Publié le par Les Socialistes d'Ussel

 

C'est l'histoire d'un non sens, d'une absurdité comme nous en connaissons le fond et la forme depuis maintenant 10 années de gouvernement de la Droite. Cet illogisme concerne le domaine de la Justice, en Haute-Corrèze.


Il est nécessaire de revenir sur ce qu'il s'est passé, à Ussel.


En décembre 2009, le tribunal d'Instance de la commune a fermé ses portes, suite à la réforme de la carte judiciaire par la Ministre de la Justice et Garde des Sceaux de l'époque : Rachida DATI. Trois postes de professionnels ont été supprimés et les justiciables renvoyés sur Tulle, ou plutôt sur Brive.

Quelques mois auparavant, le Procureur de la République de la Corrèze s'était questionné : « Ne faudrait-il pas, tout de même, une présence de la Justice sur tout le territoire ? »... A cette question, deux réponses étaient possibles. La négative desservirait, assurément, l'intérêt de la population de la Haute-Corrèze. Restait la réponse positive...

La Municipalité d'Ussel a, donc, fait le choix de réserver à la Justice, au sein de l'Hôtel de Ville, deux bureaux.

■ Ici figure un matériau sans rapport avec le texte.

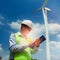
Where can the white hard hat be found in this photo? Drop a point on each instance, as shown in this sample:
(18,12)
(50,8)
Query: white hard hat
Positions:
(29,23)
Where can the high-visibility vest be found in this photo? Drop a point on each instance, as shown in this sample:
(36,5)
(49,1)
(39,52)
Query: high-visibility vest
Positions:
(25,55)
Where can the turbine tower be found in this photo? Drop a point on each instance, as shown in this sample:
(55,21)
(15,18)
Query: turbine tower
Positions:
(45,11)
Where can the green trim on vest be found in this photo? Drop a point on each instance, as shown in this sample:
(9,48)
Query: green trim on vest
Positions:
(26,55)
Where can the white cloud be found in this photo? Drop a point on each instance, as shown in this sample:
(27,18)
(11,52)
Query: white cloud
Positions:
(15,25)
(55,50)
(54,28)
(55,45)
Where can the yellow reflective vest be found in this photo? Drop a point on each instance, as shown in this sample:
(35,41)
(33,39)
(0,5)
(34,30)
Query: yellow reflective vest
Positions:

La mise à disposition se fait sans aucune contrepartie... Rendez-vous compte : ce sont les budgets ussellois qui prennent en charge la justice en Haute-Corrèze !

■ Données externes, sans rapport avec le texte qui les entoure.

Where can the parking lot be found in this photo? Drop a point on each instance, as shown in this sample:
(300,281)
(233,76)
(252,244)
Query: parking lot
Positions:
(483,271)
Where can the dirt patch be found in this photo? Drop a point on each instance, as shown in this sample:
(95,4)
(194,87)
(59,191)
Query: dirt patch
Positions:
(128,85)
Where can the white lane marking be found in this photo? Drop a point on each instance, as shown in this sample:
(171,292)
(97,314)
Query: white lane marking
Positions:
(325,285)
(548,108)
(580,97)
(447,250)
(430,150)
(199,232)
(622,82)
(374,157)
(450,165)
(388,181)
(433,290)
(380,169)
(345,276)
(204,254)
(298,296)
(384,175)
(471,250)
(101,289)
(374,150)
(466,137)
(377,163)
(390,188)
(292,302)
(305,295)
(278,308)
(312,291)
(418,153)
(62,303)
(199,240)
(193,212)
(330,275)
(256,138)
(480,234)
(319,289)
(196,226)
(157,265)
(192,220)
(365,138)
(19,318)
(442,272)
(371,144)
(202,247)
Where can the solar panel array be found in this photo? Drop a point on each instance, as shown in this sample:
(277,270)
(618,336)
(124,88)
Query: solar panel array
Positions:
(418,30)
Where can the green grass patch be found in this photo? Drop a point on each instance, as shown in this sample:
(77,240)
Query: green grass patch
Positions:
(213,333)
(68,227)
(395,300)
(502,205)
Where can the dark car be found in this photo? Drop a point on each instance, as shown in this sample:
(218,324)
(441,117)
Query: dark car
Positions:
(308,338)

La situation était cocasse, ou plutôt inquiétante. Mais nous n'avions pas tout vu, ni tout entendu.


Dans le cadre de la réorganisation de la carte judiciaire, le garde des sceaux, Michel MERCIER a annoncé la création de Maisons de la Justice et du Droit de « nouvelle génération » afin de maintenir une présence judiciaire de proximité en milieu rural.

Ainsi, alors que ces établissements étaient précédemment situées dans des zones urbaines, les Maisons de Justice et du Droit « nouvelle génération » sont implantées dans les territoires ruraux, particulièrement dépourvus de services judiciaires, aux fins de permettre à leurs habitants de bénéficier d'un accès minimum au droit et à la justice.

 

Les trois premières Maisons de nouvelle génération ont ouvert leurs portes durant le 1er semestre 2010 à Châteaubriant (Morbihan), à Toul (Meurthe-et-Moselle) et à Nogent-le-Rotrou (Eure-et-Loir).

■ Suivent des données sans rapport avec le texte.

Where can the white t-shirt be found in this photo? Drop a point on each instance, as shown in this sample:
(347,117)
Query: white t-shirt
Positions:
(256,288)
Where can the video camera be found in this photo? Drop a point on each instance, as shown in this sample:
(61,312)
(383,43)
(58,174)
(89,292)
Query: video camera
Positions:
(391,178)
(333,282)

Ces point d'accès à la Justice sont équipées de bornes de visioconférence, nommées « contacts visio-justice » qui doivent permettre à l'usager d'entrer en communication, à distance, et d'échanger des documents avec la juridiction de rattachement. Nous considérons que ce type d'évolution pose la question de la déshumanisation du rapport à la Justice.


Mais la question que nous nous posons tient en la qualité cette installation. Nous craignons que ce maintien d'une présence judiciaire « virtuelle » à Ussel ne permettra pas de suppléer l'absence ou l'éloignement d'une pleine juridiction.

De plus, nous restons comme perplexes quant à la pertinence et à l'opportunité de tels équipements dans les zones rurales, pour les citoyens qui ne sont pas nécessairement des utilisateurs aguerris des nouvelles technologies.

Il nous est, quand même, permis de douter que le remplacement des tribunaux d'instance par des « bornes visio » constitue la méthode la plus adaptée pour permettre aux publics concernés, souvent fragiles (affaires de tutelle, de surendettement...), de garder un contact commode avec la justice.


Mais ce n'est pas tout ! Même si la construction de la Maison de Justice sera financée à hauteur de 80 % par l'Etat, l'apport restant devra être supporté … par la collectivité territoriale. Le fonctionnement quotidien de cet établissement sera, lui aussi, à la charge de la Ville d'Ussel...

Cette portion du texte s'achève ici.